Normalmente no. Los alineadores transparentes están hechos de plástico liso y se ajustan cómodamente a tus dientes, por lo que no tienen bordes afilados que irriten la boca. De hecho, pueden ayudar a reducir las úlceras bucales en personas propensas a ellas.

3. ¿Por qué un afta bucal es tan dolorosa?

Las aftas bucales exponen las terminaciones nerviosas debajo del tejido blando de tu boca, lo que las hace extra sensibles, especialmente al comer o cepillarse. Incluso una pequeña llaga puede sentirse mucho peor de lo que parece.

4. ¿El agua salada es realmente buena para las aftas bucales?

Sí, enjuagarse con agua tibia con sal puede ayudar a reducir las bacterias y acelerar la cicatrización. No escuece tanto como se podría pensar y ayuda a mantener limpia la llaga.

5. ¿Les importan a los dentistas las aftas bucales?

Absolutamente. Si tienes aftas bucales frecuentes o inusualmente dolorosas por los frenillos, tu dentista u ortodoncista querrá revisar los puntos de irritación o ajustar tus brackets para ayudar a prevenirlas.

6. ¿Las aftas bucales son causadas por una mala higiene dental?

No directamente. Es más probable que sean provocadas por irritación, estrés o incluso pequeñas lesiones por los frenillos o alimentos duros. Pero una mala higiene puede empeorarlas o ralentizar la curación.

7. ¿Qué bebidas alivian las aftas bucales?

El agua fría, la leche o los batidos sin azúcar pueden calmar la irritación. Evita las bebidas ácidas como el zumo de naranja o los refrescos, solo empeorarán el dolor.

8. ¿Por qué mi afta bucal se hace más grande?

Si una llaga empeora en lugar de mejorar, podría deberse a una irritación continua (como un alambre frotando el mismo punto).
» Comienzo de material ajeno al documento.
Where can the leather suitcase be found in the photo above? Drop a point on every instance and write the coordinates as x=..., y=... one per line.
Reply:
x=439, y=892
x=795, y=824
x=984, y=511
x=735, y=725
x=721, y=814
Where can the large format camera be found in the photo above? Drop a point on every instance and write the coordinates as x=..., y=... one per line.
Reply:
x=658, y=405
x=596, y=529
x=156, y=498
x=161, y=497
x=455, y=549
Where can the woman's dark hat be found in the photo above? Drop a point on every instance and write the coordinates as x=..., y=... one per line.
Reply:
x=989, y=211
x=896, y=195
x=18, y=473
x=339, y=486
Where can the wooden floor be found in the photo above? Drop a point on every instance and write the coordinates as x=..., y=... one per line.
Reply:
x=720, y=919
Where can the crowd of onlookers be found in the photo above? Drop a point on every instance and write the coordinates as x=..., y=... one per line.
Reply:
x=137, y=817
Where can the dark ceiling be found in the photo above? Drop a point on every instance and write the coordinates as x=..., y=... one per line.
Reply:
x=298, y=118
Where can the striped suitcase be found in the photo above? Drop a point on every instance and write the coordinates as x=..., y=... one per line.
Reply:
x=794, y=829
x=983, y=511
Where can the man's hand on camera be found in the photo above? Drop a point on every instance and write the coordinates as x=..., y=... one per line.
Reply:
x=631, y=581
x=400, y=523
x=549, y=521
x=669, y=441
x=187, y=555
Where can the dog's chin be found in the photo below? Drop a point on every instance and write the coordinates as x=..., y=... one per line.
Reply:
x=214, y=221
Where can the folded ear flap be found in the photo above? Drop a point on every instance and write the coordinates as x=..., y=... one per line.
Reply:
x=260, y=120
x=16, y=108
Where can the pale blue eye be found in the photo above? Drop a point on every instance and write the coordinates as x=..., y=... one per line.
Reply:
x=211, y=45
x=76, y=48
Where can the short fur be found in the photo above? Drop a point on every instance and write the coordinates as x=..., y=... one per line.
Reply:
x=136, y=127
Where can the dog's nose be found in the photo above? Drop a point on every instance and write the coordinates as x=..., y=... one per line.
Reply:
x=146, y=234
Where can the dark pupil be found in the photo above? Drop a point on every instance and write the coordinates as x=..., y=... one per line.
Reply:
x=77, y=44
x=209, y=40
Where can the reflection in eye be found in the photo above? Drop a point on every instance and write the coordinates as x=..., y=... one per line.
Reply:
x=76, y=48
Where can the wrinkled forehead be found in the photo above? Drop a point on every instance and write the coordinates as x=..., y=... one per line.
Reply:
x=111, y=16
Informa a tu ortodoncista para que pueda alisar o ajustar la zona.

9. ¿La falta de sueño puede causar aftas bucales?

Sí, la fatiga y el estrés pueden debilitar tu sistema inmunitario, lo que te hace más propenso a las aftas bucales. Descansar lo suficiente ayuda a tu cuerpo a sanar más rápido y reduce los brotes.